When talking about involuntary liens the most common examples are mechanics liens and judgment liens. They are involuntary because the homeowner doesn’t have to agree for the lien to be placed against a property.
For example, let’s assume a seller and a buyer agree on the sale of a property. However, for some reason, the buyer does not close by the deadline. The seller can decide to cancel their contract without the consent of the buyer.
But then, when the seller tries to sell the property to another without extending the closing dates for the former buyer, the former buyer can go to court and submit a ‘Lis Pendens which means that action is pending. This will prevent the sale of the property until the court resolves the issue. So, the encumbrance prevents any type of sale of the property.
Easements refer to when an owner of a property has the right to a piece of land but for some reason, another entity also possesses rights to the same land. So, some actions will be prohibited in the land because there are two parties with some control.
Easements qualify to be encumbrances since they affect rights to a property and offer restrictions over a certain piece of land. For example, if a person has a property located where a sewer is proposed to run, they cannot take an action like building a pool.
If they try, the city will legally dig it all up and will not require your consent to do it. The good news is easements are noted in the assessor’s map of an area and so people will be informed of any other parties with rights to a piece of land before purchasing it.
How to Remove the Encumbrance After You Clear Your Mortgage
After completing the payment of your mortgage, the lien against your property does not just vanish. There are steps you need to take and in mortgage terms, it is called discharging a mortgage. Discharging your mortgage frees you from any payment obligation and eliminates the encumbrance placed against the title of your property.

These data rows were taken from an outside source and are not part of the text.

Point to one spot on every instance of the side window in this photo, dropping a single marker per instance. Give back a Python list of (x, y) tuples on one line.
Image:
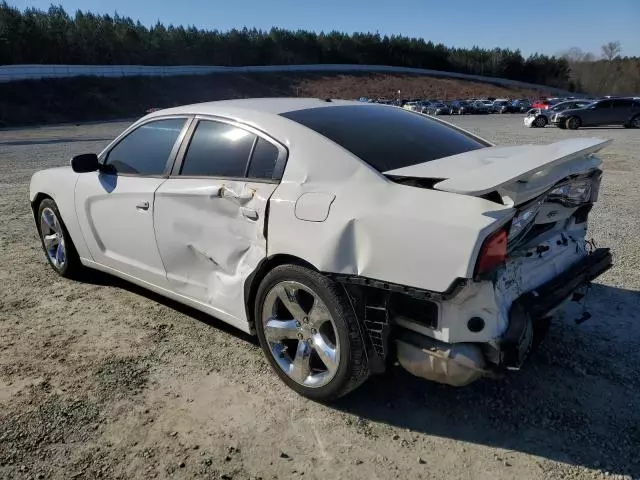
[(218, 150), (623, 103), (263, 160), (145, 150), (604, 104)]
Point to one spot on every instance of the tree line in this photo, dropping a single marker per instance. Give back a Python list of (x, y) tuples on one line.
[(609, 74), (54, 36)]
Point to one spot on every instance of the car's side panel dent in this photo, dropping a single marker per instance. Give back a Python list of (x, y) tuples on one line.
[(211, 238), (314, 206), (60, 184)]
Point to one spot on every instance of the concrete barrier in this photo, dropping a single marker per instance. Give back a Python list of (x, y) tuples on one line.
[(9, 73)]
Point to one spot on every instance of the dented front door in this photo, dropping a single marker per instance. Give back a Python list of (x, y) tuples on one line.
[(210, 235)]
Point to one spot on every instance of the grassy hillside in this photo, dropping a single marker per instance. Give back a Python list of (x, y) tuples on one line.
[(93, 98)]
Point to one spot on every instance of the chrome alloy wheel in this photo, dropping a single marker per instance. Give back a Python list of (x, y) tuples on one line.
[(301, 334), (53, 238)]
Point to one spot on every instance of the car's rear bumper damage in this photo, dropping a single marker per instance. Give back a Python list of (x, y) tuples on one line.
[(538, 303), (461, 363)]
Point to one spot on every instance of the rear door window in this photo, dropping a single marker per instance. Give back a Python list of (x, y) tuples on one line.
[(146, 150), (622, 103), (218, 149)]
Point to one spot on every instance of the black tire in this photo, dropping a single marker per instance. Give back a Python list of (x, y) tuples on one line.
[(633, 123), (540, 122), (352, 368), (573, 123), (71, 268)]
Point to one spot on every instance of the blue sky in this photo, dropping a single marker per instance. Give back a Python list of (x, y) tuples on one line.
[(544, 26)]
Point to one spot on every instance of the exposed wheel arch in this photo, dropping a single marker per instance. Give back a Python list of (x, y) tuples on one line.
[(37, 200), (252, 283)]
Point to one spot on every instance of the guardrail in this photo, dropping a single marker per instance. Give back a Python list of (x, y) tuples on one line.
[(9, 73)]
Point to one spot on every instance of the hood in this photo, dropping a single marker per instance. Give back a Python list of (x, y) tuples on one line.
[(518, 173)]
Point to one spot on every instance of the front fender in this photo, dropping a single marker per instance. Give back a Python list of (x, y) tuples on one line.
[(59, 184)]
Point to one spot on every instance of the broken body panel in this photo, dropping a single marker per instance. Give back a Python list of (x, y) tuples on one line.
[(406, 250)]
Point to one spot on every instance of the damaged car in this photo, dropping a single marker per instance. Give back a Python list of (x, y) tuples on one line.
[(345, 235)]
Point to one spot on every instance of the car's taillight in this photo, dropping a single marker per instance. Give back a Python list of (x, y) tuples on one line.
[(493, 252)]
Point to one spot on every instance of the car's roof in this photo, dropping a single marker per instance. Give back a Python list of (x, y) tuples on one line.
[(274, 106)]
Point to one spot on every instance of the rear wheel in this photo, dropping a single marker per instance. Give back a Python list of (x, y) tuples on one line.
[(633, 123), (56, 241), (573, 123), (540, 122), (309, 333)]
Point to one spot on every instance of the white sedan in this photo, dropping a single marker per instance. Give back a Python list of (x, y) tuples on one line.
[(345, 235)]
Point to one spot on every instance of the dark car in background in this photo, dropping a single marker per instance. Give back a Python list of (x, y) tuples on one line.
[(461, 107), (611, 111), (538, 118), (519, 106), (500, 106), (438, 108)]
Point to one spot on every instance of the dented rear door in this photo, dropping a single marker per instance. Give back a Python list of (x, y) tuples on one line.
[(209, 216), (210, 235)]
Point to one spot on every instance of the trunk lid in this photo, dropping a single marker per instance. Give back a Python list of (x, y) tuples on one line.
[(518, 173)]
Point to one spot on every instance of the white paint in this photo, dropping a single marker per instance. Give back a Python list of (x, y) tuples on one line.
[(210, 243), (201, 238), (515, 169), (314, 206), (118, 233)]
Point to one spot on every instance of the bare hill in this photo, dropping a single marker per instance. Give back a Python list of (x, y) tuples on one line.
[(93, 98)]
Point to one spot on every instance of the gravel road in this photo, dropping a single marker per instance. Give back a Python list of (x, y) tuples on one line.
[(100, 379)]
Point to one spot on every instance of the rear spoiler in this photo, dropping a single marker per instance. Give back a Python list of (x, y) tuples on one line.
[(498, 170)]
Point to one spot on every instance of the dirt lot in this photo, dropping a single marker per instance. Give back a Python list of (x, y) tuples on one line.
[(102, 380), (91, 98)]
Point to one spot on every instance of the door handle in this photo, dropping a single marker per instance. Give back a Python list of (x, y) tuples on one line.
[(242, 197), (249, 213)]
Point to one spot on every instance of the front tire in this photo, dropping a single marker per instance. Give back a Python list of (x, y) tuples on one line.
[(56, 241), (309, 333)]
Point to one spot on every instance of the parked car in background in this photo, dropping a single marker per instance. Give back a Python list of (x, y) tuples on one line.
[(520, 106), (544, 103), (538, 118), (612, 111), (438, 108), (480, 106), (461, 107), (198, 204), (488, 105), (500, 106), (419, 106)]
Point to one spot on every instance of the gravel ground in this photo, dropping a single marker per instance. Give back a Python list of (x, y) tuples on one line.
[(99, 379)]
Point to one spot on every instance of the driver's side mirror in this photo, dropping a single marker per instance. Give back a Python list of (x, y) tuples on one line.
[(86, 162)]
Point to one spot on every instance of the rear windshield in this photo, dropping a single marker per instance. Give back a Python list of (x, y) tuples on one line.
[(384, 137)]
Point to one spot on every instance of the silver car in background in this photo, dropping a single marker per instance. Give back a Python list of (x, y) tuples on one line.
[(540, 118)]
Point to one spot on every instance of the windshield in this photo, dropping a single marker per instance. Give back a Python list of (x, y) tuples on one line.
[(386, 138)]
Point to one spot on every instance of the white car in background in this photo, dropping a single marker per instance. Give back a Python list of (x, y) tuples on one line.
[(345, 235)]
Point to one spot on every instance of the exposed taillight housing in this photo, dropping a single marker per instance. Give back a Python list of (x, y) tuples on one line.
[(493, 252)]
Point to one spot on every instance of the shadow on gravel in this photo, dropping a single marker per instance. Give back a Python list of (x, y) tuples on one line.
[(49, 141), (576, 400)]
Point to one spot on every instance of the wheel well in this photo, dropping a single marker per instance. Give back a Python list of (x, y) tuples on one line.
[(36, 201), (252, 283)]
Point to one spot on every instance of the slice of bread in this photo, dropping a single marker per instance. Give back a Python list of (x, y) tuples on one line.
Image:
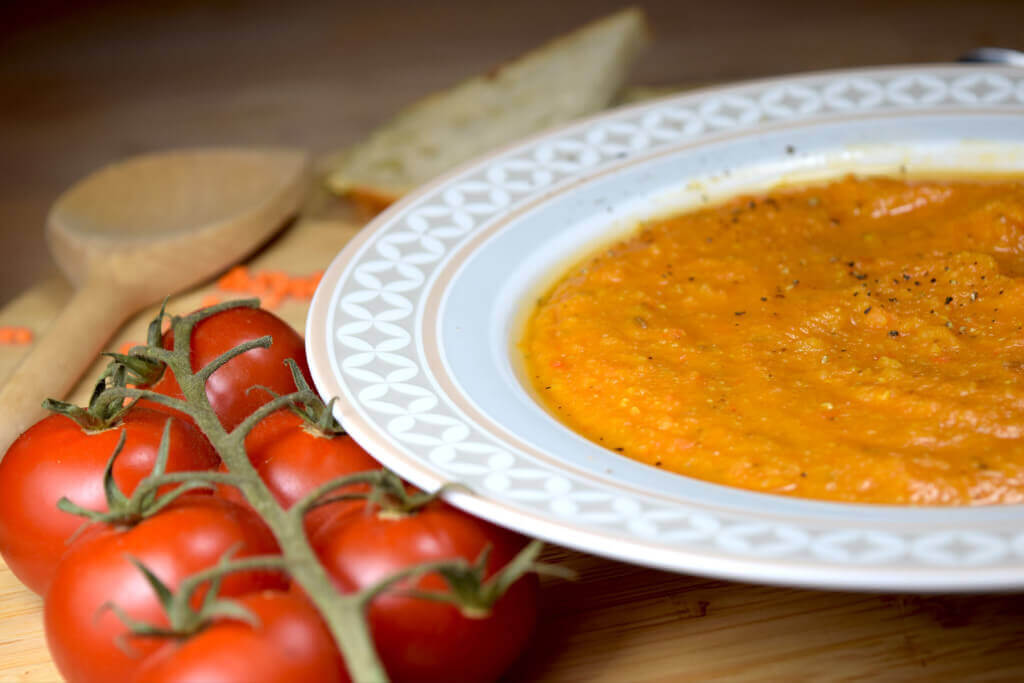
[(572, 76)]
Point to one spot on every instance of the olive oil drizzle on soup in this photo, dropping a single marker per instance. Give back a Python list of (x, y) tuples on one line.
[(861, 341)]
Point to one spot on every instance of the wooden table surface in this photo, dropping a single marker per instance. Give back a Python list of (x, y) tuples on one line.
[(85, 83)]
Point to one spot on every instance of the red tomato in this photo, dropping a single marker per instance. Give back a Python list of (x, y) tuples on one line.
[(291, 643), (56, 458), (192, 534), (425, 640), (258, 367), (294, 457)]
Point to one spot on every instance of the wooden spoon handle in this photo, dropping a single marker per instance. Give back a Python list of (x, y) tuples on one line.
[(53, 366)]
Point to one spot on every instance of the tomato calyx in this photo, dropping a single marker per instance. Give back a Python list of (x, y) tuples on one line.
[(184, 619), (474, 594), (385, 492), (317, 416), (144, 501), (141, 368), (104, 409)]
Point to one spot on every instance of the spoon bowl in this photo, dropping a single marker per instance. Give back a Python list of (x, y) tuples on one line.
[(135, 231)]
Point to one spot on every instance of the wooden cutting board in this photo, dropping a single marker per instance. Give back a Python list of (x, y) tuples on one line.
[(617, 622)]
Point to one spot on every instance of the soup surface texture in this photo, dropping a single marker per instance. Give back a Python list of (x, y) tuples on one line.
[(860, 341)]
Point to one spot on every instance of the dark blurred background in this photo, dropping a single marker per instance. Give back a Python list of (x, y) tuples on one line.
[(83, 83)]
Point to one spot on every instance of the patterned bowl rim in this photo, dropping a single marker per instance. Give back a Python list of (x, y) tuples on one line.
[(395, 399)]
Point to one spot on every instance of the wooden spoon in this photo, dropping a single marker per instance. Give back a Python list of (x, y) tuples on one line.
[(135, 231)]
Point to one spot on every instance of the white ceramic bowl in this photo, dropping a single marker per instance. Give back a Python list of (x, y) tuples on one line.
[(416, 322)]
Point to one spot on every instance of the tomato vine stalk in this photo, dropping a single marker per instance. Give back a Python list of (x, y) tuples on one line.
[(344, 614)]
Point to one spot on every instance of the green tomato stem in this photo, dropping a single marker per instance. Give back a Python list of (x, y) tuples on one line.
[(345, 615)]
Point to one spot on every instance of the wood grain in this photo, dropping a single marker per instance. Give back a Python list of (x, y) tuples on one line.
[(619, 622), (87, 83)]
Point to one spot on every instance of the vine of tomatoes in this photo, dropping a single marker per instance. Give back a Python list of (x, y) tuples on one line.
[(233, 531)]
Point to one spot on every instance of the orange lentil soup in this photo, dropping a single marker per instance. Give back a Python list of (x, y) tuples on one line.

Other than clearing the mortgage, people discharge their mortgages for reasons such as;
- To be able to sell the property
- When a person goes bankrupt and can’t complete mortgage payments
- Deciding to refinance your mortgage
The process of discharging your loan is not too complicated and a person can even complete it without any help. You would only need to follow these steps.
- Contact your lender and disclose your intentions to discharge the mortgage.
- Choose whether to contact your broker or handle the process yourself. The process is not very complicated but you can have them handle this process on your behalf.
- Fill out the required discharge authority form with all the details they have specified. Going to do this in person reduces the chances of making errors since you can always ask questions.
- Pay the discharge of mortgage fees which is usually about $250 but varies depending on the lender.
- Let the bank register your discharge of mortgage and lodge it with the Land Titles offices.
You can choose to either complete the process from home through their website or do it in person by visiting the lender’s nearest branch. There is some information you need for filling out the discharge authority form. This includes names, the account number of the loan, broker contacts, property details, and sometimes even the guarantor’s name.
Paying off a mortgage is always a cause to celebrate since it means that you can do whatever you want with your home.
Whether you wanted to sell it or keep it as your primary residence is all up to you. The encumbrance on a mortgage restricts individuals during the period of payment but once you complete payment the lender does not have any right to your property.